At its August 14 meeting, the Village Board of Mazomanie approved a concept for a new bandstand, which was designed as a service project by students of the School of Architecture at Taliesin and will be fully funded through donations.

The student whose design was chosen called his concept “Dancing Gables,” basing it on the gables seen on buildings in the historic district of Mazomanie. It will have a metal sloped roof, in a color to be determined, three sets of stained wood trusses, and a wooden backdrop behind the stage. The roof would extend two to three feet behind the backdrop as a staging area for performers.

Before coming to the board on Aug. 14, the design was approved by the Mazo 2020 committee and the Historic Preservation Commission.

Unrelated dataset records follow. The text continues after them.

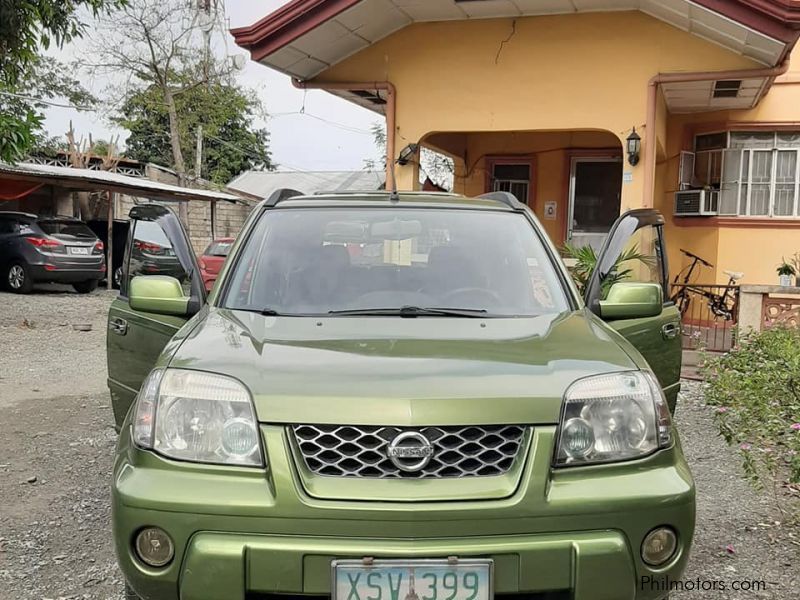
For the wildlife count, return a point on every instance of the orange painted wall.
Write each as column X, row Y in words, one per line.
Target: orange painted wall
column 560, row 72
column 548, row 151
column 756, row 251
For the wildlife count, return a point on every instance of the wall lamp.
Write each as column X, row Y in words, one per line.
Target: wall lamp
column 634, row 144
column 406, row 154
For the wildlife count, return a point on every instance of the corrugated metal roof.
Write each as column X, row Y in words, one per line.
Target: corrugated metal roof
column 263, row 183
column 87, row 179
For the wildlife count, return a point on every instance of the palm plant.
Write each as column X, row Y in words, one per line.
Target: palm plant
column 586, row 262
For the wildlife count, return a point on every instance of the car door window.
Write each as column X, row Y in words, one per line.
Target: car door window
column 7, row 226
column 641, row 261
column 152, row 253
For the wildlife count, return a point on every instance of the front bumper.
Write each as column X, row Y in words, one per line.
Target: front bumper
column 239, row 533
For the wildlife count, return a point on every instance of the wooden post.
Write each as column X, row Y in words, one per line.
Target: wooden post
column 112, row 197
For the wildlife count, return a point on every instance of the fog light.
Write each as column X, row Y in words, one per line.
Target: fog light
column 154, row 547
column 577, row 438
column 659, row 546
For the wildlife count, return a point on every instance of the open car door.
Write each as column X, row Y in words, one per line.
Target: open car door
column 634, row 253
column 157, row 245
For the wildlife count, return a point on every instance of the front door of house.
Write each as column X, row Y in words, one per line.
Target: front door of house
column 595, row 188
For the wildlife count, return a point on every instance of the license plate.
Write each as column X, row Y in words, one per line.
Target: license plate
column 469, row 579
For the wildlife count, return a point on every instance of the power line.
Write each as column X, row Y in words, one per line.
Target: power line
column 47, row 102
column 349, row 128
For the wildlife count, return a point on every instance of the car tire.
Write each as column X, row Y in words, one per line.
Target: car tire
column 18, row 278
column 85, row 287
column 117, row 281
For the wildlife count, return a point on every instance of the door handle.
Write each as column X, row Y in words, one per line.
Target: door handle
column 118, row 326
column 670, row 331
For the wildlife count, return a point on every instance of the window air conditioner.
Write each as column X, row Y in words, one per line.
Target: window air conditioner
column 696, row 203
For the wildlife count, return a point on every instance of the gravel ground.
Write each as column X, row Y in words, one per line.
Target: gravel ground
column 58, row 443
column 740, row 534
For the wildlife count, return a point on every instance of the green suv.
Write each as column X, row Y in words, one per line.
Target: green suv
column 397, row 397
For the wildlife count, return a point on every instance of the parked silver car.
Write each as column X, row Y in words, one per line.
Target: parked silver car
column 48, row 249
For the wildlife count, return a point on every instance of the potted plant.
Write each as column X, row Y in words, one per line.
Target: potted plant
column 785, row 273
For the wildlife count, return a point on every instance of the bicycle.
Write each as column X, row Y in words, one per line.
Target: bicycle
column 720, row 305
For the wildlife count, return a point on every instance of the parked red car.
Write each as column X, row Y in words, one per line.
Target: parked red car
column 212, row 259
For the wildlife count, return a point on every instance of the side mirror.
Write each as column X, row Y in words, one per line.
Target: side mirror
column 159, row 294
column 632, row 301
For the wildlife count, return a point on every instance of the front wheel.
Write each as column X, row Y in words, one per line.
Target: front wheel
column 84, row 287
column 18, row 278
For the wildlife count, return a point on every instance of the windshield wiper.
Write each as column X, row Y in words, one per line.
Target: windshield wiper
column 414, row 311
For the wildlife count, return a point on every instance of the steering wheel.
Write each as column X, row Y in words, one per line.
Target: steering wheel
column 471, row 292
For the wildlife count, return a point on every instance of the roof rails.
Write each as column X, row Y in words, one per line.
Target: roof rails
column 280, row 195
column 381, row 193
column 506, row 198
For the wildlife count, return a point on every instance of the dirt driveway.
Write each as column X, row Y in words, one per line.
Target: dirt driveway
column 58, row 441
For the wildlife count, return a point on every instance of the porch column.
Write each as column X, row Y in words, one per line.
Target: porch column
column 632, row 195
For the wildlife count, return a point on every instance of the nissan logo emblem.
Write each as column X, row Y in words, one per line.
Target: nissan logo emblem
column 410, row 451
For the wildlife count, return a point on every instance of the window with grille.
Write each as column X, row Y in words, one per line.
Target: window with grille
column 757, row 173
column 514, row 178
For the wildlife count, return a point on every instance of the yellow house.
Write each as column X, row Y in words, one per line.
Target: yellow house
column 541, row 98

The village will follow a similar process to what was used for the splash pad, which was also spearheaded by an outside group and funded by donations, according to Village President Gary Harrop. The board approved the project in concept, allowing the donation drive to begin.

When the project is completed and paid for, it will be officially turned over to the village. The board will pass a resolution at that time accepting the donation of the bandstand.

The structure tentatively would be located at the east end of the Promenade, facing west and extending about 23 feet. Harrop said the board can finalize the location at a later date.

Public Works Director Mark Geisler advised the board that they may want to consider additional restrooms and parking in the area to accommodate increased use.

Moment of Silence for Deceased Board Member

The board was down one member in August, following the unexpected death of Village Trustee Kevin Graham, 47, in a motorcycle accident on July 28 in Richland County. Graham’s motorcycle collided with a truck that turned left across his lane as he was cresting a hill.

Elected in April 2017, Graham had been a vocal watchdog on village spending in his time on the board. He had operated the Madison-based concrete restoration and waterproofing company Pro Axis along with two friends since 2011. He is survived by two sons, Cody and Zak, as well as other family members and friends.

Harrop asked the board to pause for a moment of silence at the beginning of the Aug. 14 meeting, “out of respect for his memory and his service on the board.”